The path is not straightforward as the way is blocked by a series of iron hazards that include pins and a bridge. It’s a hushed affair, the silence punctuated only by the stifled yelps and groans of the participants and spectators. Yet though there are no flashing lights, buzzers or bells, the game being played under the vaulted ceiling of the great cloth hall is the grandfather of the one mastered with such brilliance by the deaf, dumb and blind kid from The Who’s 1969 rock opera Tommy. Jeu de fer traces its origins back to bagatelle, first presented to France’s King Louis XIV in the 18th century by the Comte D’Artois at his Château de Bagatelle. Its descendent is, of course, pinball.

Perhaps these sports are not dramatic enough to attract the attention of the IOC. Neither, one suspects would De Panne’s annual Championship of Gullscreeching or the ancient Flemish pursuit of vinkensetting – competitive finch chirping.

Vinkensport or competitive finch chirping

Dating back to the 16th century, vinkensport, sees competitors making a chalk mark on a long stick every time their prize finch – held in a neat wooden box at their feet - chirrups. The bird that sings the most times in an hour is the winner (in the 2007 contest, one finch was reported to have sung a record 1,278 times in one hour). In his 1994 BBC documentary on Belgium, Jonathan Meades observes a tad sarcastically that during such competitions “excitement often reaches fever pitch”. You’ll find a museum devoted to the sport in Hulste near Harelbeke.
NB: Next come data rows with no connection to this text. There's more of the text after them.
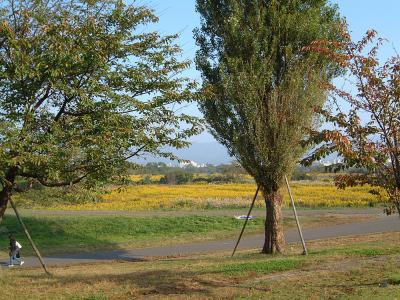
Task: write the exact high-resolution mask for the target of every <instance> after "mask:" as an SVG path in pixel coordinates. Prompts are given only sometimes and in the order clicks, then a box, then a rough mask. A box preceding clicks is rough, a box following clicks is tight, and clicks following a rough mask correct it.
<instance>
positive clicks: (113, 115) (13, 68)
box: [0, 0, 199, 217]
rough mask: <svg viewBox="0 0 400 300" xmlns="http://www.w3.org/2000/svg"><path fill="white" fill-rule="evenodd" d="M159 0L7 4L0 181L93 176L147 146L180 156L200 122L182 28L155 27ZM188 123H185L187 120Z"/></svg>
mask: <svg viewBox="0 0 400 300" xmlns="http://www.w3.org/2000/svg"><path fill="white" fill-rule="evenodd" d="M154 22H157V17H156V16H155V15H154V13H153V12H152V10H150V9H148V8H146V7H144V6H138V5H136V4H132V5H126V4H124V3H123V1H118V0H90V1H85V0H68V1H67V0H65V1H58V0H57V1H56V0H46V1H45V0H35V1H34V0H8V1H4V2H2V3H1V4H0V182H1V184H2V187H3V191H2V195H1V196H2V197H0V198H1V199H0V200H1V201H0V202H1V207H2V211H0V217H1V216H2V214H3V212H4V209H5V208H4V204H6V201H5V200H4V199H6V198H4V197H5V194H9V192H10V189H11V188H12V187H13V185H14V182H15V178H16V177H17V176H22V177H26V178H34V179H35V180H37V181H39V182H40V183H41V184H43V185H46V186H61V185H68V184H74V183H77V182H80V181H84V182H85V183H86V184H94V183H96V182H99V181H105V180H107V179H108V178H109V177H110V176H112V175H114V174H122V173H123V172H124V170H125V168H126V166H127V165H126V163H125V162H126V160H127V159H130V158H133V157H135V156H137V155H140V154H142V153H144V152H146V153H153V154H157V155H162V156H167V157H173V155H172V154H171V153H168V152H165V151H163V149H165V148H164V147H166V146H172V147H178V148H179V147H184V146H186V145H188V142H187V138H188V137H189V136H191V135H193V134H196V133H198V131H199V122H198V120H197V119H196V118H193V117H191V116H188V115H185V114H176V113H175V111H174V110H173V104H176V103H182V102H184V101H188V100H191V99H192V97H193V93H192V92H193V87H194V84H193V83H192V82H190V81H189V80H188V79H187V78H184V77H183V76H182V75H181V72H182V71H183V70H184V69H186V68H187V67H188V66H189V64H190V62H189V61H185V60H184V61H180V60H179V59H178V55H179V54H180V53H181V50H180V48H179V47H178V46H177V45H176V43H175V39H176V36H161V35H160V34H159V33H158V32H147V31H148V30H147V25H148V24H151V23H154ZM184 124H186V125H184Z"/></svg>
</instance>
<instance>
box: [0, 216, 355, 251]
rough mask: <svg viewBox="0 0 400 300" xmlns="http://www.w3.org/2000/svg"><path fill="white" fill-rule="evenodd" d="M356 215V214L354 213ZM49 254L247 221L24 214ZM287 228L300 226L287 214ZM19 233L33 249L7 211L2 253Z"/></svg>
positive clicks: (107, 248)
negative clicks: (12, 233)
mask: <svg viewBox="0 0 400 300" xmlns="http://www.w3.org/2000/svg"><path fill="white" fill-rule="evenodd" d="M352 218H353V217H352ZM23 219H24V222H25V224H26V225H27V227H28V228H29V231H30V232H31V235H32V237H33V239H34V240H35V242H36V243H37V245H38V247H39V248H40V249H41V252H43V253H42V254H43V255H48V254H53V253H66V252H82V251H95V250H108V249H127V248H140V247H148V246H161V245H168V244H179V243H189V242H198V241H205V240H217V239H222V238H236V237H237V235H238V232H239V231H240V229H241V226H242V225H243V221H242V220H237V219H235V218H233V217H232V216H229V217H228V216H179V217H176V216H168V217H165V216H153V217H129V216H89V215H86V216H71V215H69V216H33V215H30V216H29V215H27V216H24V217H23ZM349 220H350V217H345V216H344V217H341V216H331V217H326V218H323V219H321V218H318V217H302V225H303V226H304V227H307V226H313V225H318V226H321V224H326V225H330V224H337V223H344V222H349ZM284 226H285V228H286V229H287V228H292V227H294V226H295V223H294V219H293V218H292V217H290V218H285V220H284ZM263 228H264V219H263V218H256V219H254V220H251V221H250V222H249V223H248V226H247V229H246V234H252V233H262V232H263ZM9 233H13V234H15V235H16V238H17V240H19V241H20V242H21V243H22V245H24V247H23V254H24V255H32V250H31V248H30V246H29V244H28V241H27V240H26V238H25V235H24V234H23V232H22V229H21V227H20V225H19V224H18V222H17V219H16V218H15V216H13V215H6V217H5V219H4V220H3V223H2V224H1V225H0V257H6V256H7V250H6V249H7V247H8V234H9Z"/></svg>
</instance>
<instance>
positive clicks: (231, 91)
mask: <svg viewBox="0 0 400 300" xmlns="http://www.w3.org/2000/svg"><path fill="white" fill-rule="evenodd" d="M197 10H198V12H199V13H200V15H201V27H200V28H198V29H197V30H196V31H195V37H196V41H197V44H198V46H199V47H200V50H198V52H197V57H196V64H197V67H198V69H199V70H200V71H201V73H202V78H203V89H202V92H203V95H204V96H203V98H202V99H201V100H200V101H199V107H200V110H201V111H202V112H203V113H204V117H205V119H206V120H207V122H208V124H209V125H210V131H211V133H212V134H213V135H214V137H215V138H216V139H217V140H218V141H219V142H220V143H221V144H223V145H225V146H226V147H227V149H228V151H229V153H230V154H231V155H232V156H235V157H236V159H237V160H238V161H239V162H240V163H241V165H242V166H243V167H244V168H245V169H246V170H247V171H248V172H249V174H250V175H252V176H253V177H254V179H255V181H256V183H257V184H258V185H260V187H261V190H262V192H263V195H264V198H265V203H266V221H265V242H264V247H263V250H262V252H264V253H275V252H281V251H282V249H283V246H284V236H283V228H282V213H281V205H282V196H281V194H280V193H279V189H280V187H281V184H282V182H283V179H284V176H285V175H290V174H291V172H292V169H293V167H294V166H295V164H296V162H297V161H298V160H299V159H300V157H301V156H302V155H303V153H304V151H305V149H303V148H302V147H301V143H300V142H301V140H302V139H303V138H304V135H305V134H306V132H307V129H309V128H310V126H312V123H313V107H314V106H316V105H321V104H323V103H324V101H325V99H326V94H325V92H324V90H323V89H321V88H320V86H319V85H318V83H319V82H320V79H322V78H324V79H329V78H331V77H332V76H333V75H334V73H335V72H334V69H333V67H331V66H330V63H329V61H328V60H327V59H324V58H322V57H321V56H320V55H318V54H316V53H310V52H308V53H306V52H305V51H303V48H304V47H305V46H307V45H308V44H310V43H311V42H312V41H314V40H316V39H328V40H332V39H336V37H337V36H338V32H339V26H338V25H339V22H340V18H339V16H338V13H337V8H336V7H335V6H331V5H329V4H328V1H326V0H279V1H278V0H244V1H243V0H197Z"/></svg>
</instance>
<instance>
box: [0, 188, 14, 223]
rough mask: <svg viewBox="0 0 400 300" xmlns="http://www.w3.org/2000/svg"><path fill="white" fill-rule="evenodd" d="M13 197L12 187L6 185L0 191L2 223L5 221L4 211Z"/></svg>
mask: <svg viewBox="0 0 400 300" xmlns="http://www.w3.org/2000/svg"><path fill="white" fill-rule="evenodd" d="M10 197H11V189H10V188H7V187H4V188H3V190H2V191H1V192H0V224H1V222H2V221H3V216H4V213H5V212H6V209H7V204H8V201H9V200H10Z"/></svg>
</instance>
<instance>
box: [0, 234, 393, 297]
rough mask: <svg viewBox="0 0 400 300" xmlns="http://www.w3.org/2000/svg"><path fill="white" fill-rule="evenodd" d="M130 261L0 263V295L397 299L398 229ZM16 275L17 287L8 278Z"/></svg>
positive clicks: (12, 279)
mask: <svg viewBox="0 0 400 300" xmlns="http://www.w3.org/2000/svg"><path fill="white" fill-rule="evenodd" d="M308 246H309V249H310V255H308V256H301V255H299V254H298V253H300V252H301V245H290V246H288V250H287V252H286V253H285V254H284V255H275V256H270V255H263V254H260V253H258V251H256V250H252V251H240V252H238V253H237V255H236V256H235V257H233V258H232V257H230V253H227V252H219V253H210V254H207V255H191V256H185V257H179V258H173V259H171V258H169V259H149V260H148V261H138V262H111V263H97V264H85V265H74V266H66V267H59V268H57V267H53V268H51V270H50V271H51V272H52V274H53V275H52V276H50V277H49V276H47V275H45V274H44V273H43V271H42V270H41V269H40V268H31V269H29V268H16V269H0V271H1V276H0V298H1V299H26V297H27V295H30V298H31V299H68V300H72V299H80V300H83V299H85V300H89V299H92V300H96V299H97V300H100V299H101V300H106V299H107V300H108V299H110V300H111V299H148V298H150V299H280V300H281V299H290V300H292V299H399V298H400V272H399V269H400V233H385V234H375V235H367V236H359V237H346V238H340V239H339V238H338V239H330V240H320V241H313V242H309V243H308ZM16 282H18V288H15V283H16Z"/></svg>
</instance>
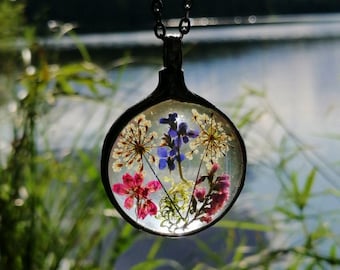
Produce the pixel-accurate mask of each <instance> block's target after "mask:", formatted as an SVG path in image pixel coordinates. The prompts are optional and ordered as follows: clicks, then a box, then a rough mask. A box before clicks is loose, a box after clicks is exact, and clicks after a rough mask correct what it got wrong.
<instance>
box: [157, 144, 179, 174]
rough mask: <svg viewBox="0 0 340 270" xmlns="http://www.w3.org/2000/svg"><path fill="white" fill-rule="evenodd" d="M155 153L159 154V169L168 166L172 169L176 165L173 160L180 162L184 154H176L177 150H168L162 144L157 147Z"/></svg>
mask: <svg viewBox="0 0 340 270" xmlns="http://www.w3.org/2000/svg"><path fill="white" fill-rule="evenodd" d="M157 154H158V156H159V164H158V167H159V169H160V170H163V169H165V168H166V167H168V168H169V170H170V171H173V170H174V169H175V167H176V165H175V161H178V162H181V161H183V160H184V159H185V156H184V154H180V155H178V152H177V151H173V150H170V151H169V152H168V151H167V148H166V147H164V146H162V147H159V148H158V149H157Z"/></svg>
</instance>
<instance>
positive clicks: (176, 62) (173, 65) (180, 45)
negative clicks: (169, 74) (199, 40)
mask: <svg viewBox="0 0 340 270" xmlns="http://www.w3.org/2000/svg"><path fill="white" fill-rule="evenodd" d="M163 42H164V44H163V65H164V67H165V68H167V69H171V70H173V71H175V70H177V71H178V70H182V40H181V37H179V36H165V37H164V39H163Z"/></svg>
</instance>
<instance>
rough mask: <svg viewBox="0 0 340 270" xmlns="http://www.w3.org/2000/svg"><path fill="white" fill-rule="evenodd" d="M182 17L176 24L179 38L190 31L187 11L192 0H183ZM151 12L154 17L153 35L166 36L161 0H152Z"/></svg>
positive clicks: (188, 16)
mask: <svg viewBox="0 0 340 270" xmlns="http://www.w3.org/2000/svg"><path fill="white" fill-rule="evenodd" d="M183 4H184V6H183V8H184V17H182V18H181V20H180V21H179V25H178V30H179V32H180V34H181V38H182V37H183V36H184V35H186V34H188V33H189V31H190V27H191V24H190V18H189V13H190V9H191V5H192V0H183ZM152 12H153V15H154V18H155V26H154V32H155V36H156V37H157V38H159V39H164V37H165V36H166V27H165V25H164V24H163V22H162V12H163V1H162V0H152Z"/></svg>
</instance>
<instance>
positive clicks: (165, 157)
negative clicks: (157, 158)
mask: <svg viewBox="0 0 340 270" xmlns="http://www.w3.org/2000/svg"><path fill="white" fill-rule="evenodd" d="M177 117H178V115H177V113H176V112H175V113H170V114H168V118H160V120H159V123H160V124H168V125H169V130H168V132H167V133H166V134H164V136H163V137H162V143H161V146H160V147H159V148H158V150H157V154H158V156H159V157H160V159H159V165H158V167H159V168H160V169H161V170H162V169H164V168H166V167H168V168H169V170H170V171H172V170H174V169H175V167H176V165H175V164H176V162H178V163H179V164H180V163H181V162H182V161H183V160H184V159H185V155H184V154H182V153H181V147H182V145H183V144H187V143H188V142H189V139H190V138H196V137H197V136H198V133H199V132H198V131H194V130H190V129H189V128H188V124H187V123H186V122H181V123H179V124H178V122H177ZM179 169H180V170H181V168H180V165H179ZM181 177H182V176H181Z"/></svg>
Yet, if neither of these avian-related events is quite sexy enough for the Olympics you certainly cannot say the same of what to many fans remains the blue riband event of the Belgian sporting calendar - the annual collision of stilt-jousters in Namur. Dressed in Renaissance costumes and towering above the crowds on their wooden legs, the Echasseurs Namurois butt, kick and trip each other with the ferocious clacking sound of a roomful of grannies crocheting baby clothes. Anyone who has watched the annual contest for the Golden Stilt (held on the third Sunday of September) will know that this is a sport that has greater energy and produces more raw excitement than any amount of break-dancing, surfing and skateboarding. So come on Thomas Bach, what are you waiting for?